One of Robert Frost’s most famous poems is Mending Wall, a poem that some like to quote when castigating people for being intolerant. But there are two sides to the wall being mended and many ways of interpreting this poem, all of which ask us to reconsider how we view other people’s words and actions.
It is early spring and the narrator and his neighbor are repairing the stone wall that separates their properties. The neighbor, a Yankee farmer of few words, declares: “Good fences make good neighbors.” In this reading of Mending Wall, the narrator questions the value of “good fences”:
Something there is that doesn’t love a wall,
That sends the frozen-ground-swell under it,
And spills the upper boulders in the sun,
And makes gaps even two can pass abreast.
The narrator seems to be the enlightened one as he opines: “Before I built a wall I’d ask to know/What I was walling in or walling out?” It seems the narrator wants to attribute selfish motives to the neighbor but that may be reading too much into the simple business of rebuilding the wall, a common practice in New England, even though, as the narrator points out: “But here there are no cows.”

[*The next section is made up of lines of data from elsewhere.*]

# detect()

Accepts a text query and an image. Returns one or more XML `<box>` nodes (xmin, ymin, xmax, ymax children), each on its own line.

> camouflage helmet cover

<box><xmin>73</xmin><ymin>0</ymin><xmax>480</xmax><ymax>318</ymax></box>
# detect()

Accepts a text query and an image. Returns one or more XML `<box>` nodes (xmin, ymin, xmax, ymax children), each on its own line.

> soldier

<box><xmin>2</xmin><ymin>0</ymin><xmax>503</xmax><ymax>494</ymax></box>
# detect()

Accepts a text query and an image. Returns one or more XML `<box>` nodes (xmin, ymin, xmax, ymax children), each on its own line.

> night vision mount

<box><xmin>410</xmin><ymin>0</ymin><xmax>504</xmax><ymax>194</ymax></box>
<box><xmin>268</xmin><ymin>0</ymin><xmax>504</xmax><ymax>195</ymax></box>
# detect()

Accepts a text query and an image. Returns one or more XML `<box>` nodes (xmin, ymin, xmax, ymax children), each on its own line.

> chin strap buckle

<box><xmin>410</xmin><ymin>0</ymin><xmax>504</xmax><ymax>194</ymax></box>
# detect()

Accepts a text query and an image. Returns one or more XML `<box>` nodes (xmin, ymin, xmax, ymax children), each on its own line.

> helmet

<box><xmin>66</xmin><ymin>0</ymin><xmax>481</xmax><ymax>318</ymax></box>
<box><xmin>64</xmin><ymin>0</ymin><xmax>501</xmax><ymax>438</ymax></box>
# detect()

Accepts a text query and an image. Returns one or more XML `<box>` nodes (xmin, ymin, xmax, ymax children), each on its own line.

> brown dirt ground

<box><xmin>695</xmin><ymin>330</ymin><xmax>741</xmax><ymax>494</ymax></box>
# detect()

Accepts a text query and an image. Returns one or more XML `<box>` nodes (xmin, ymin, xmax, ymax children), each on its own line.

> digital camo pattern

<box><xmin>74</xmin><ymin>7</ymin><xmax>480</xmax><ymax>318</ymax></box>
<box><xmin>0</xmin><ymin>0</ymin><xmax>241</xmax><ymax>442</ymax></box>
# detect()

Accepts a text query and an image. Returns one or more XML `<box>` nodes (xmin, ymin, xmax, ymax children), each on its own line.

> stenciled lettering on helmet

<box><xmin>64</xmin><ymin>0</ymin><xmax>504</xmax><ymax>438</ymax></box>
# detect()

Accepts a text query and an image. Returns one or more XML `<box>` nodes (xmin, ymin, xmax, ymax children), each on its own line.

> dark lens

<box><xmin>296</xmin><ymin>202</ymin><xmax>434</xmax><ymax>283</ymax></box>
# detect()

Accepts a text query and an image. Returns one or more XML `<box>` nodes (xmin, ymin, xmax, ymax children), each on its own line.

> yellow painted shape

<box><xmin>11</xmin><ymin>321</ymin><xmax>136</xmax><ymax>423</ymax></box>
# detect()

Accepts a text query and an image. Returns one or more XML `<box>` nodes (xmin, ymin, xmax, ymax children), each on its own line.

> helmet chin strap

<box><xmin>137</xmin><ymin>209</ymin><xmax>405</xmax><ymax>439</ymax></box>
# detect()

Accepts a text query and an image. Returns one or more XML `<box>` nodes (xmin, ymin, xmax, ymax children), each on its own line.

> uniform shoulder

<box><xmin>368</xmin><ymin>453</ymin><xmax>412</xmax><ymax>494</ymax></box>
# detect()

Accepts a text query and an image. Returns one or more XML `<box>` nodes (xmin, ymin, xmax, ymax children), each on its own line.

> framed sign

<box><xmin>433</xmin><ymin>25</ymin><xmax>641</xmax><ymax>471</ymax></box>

Frost himself resisted too facile interpretations of his poems, including Mending Wall. Reviewer Lawrence Raab may better understand what Frost intended:
Mending Wall is a poem that lures the unwary reader into believing that thinking is merely voting, choosing sides, taking out of the poem what most fits our own preconceived ideas… Mending Wall is less a poem about what to think, than it is a poem about what thinking is, and where it might lead.
Thinking is hard but judging is easy. It’s not that judging is bad; it’s a necessary part of life. But we can be too hasty in forming an opinion before we know the facts or have considered that others may experience an event in a different way than we do.